We have learnt the three main flight controls – elevator, ailerons, and rudder – each have the primary effects of pitch, roll, and yaw respectively. However, the controls also have further effects.
The elevator is said to have no further effects.
When a pilot rolls the aircraft, the lift force created by the wings is tilted and a sideways component of lift is created. This pulls the aircraft sideways in the direction of bank – known as a sideslip. The result is the relative airflow no longer flowing directly over the nose but instead being at a slight angle. In a sideslip to the right, as in this image, the relative airflow is impacting the right side of the fuselage and the large surface area of the tail is pushed to the left. Similar to a weathervane, the force on the tail causes the nose to yaw in the direction of the bank – in this case to the right. Thus, we say the primary effect of the ailerons is roll but the further effect of the ailerons is yaw.
When a pilot yaws the aircraft, the outside wing moves through a greater distance and so is at a higher speed. The faster speed creates more lift on the outside wing, forcing it to rise. This creates roll in the direction of the yaw.
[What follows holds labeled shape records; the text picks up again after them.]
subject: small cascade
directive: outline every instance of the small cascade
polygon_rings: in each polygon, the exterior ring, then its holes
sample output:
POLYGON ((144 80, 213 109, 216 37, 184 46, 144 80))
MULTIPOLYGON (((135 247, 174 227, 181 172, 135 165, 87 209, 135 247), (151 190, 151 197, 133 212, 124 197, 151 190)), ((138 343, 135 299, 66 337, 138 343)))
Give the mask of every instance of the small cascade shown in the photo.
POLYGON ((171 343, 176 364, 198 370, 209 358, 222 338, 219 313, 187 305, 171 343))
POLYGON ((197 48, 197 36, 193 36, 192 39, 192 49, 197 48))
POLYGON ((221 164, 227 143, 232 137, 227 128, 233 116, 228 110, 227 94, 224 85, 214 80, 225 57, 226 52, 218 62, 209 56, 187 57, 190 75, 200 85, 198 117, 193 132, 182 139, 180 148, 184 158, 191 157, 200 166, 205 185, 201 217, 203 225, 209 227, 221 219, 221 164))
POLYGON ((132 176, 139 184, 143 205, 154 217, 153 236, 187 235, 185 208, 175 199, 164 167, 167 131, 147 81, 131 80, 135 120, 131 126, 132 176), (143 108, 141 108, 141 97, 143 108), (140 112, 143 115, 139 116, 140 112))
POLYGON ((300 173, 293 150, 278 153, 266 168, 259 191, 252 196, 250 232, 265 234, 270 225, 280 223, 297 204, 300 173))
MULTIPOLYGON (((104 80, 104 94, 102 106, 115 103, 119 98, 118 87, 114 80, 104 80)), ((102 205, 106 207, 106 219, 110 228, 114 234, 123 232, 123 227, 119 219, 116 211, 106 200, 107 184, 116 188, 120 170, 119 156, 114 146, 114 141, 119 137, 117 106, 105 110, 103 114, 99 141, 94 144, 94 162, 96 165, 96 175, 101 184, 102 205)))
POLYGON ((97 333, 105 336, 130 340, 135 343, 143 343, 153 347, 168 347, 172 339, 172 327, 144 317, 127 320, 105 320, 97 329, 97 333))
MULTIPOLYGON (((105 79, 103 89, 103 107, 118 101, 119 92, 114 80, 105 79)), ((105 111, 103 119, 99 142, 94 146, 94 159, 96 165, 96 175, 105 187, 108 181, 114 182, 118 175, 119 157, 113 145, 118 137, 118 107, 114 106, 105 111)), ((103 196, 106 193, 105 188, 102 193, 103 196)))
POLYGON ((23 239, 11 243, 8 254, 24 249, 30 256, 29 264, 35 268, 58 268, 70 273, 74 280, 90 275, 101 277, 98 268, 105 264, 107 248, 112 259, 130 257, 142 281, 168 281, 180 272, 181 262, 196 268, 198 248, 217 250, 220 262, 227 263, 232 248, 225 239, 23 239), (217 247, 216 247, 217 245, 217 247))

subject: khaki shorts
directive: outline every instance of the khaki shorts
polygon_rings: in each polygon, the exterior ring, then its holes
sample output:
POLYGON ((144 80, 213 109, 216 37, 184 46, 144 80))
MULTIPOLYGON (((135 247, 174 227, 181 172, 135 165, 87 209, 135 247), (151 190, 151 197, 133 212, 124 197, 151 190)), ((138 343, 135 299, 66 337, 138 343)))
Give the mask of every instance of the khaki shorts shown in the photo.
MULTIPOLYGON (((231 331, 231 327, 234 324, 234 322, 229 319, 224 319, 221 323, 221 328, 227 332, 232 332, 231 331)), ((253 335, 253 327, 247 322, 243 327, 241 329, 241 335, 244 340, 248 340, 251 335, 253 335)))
Thus, we say the primary effect of the rudder is yaw but the further effect of the rudder is roll.
We can see that once any roll or yaw has been initiated, the situation will compound itself if no input is made by the pilot. For example, an initial roll will result in a sideslip and cause yaw in the same direction. This yaw will cause further roll, resulting in further yaw and further roll and so on. The increasing bank will yaw the nose to a lower and lower attitude, causing rapidly increasing airspeed – this is known as a spiral dive. Recovery from a spiral dive is straightforward – simply level the wings then pitch to an appropriate attitude.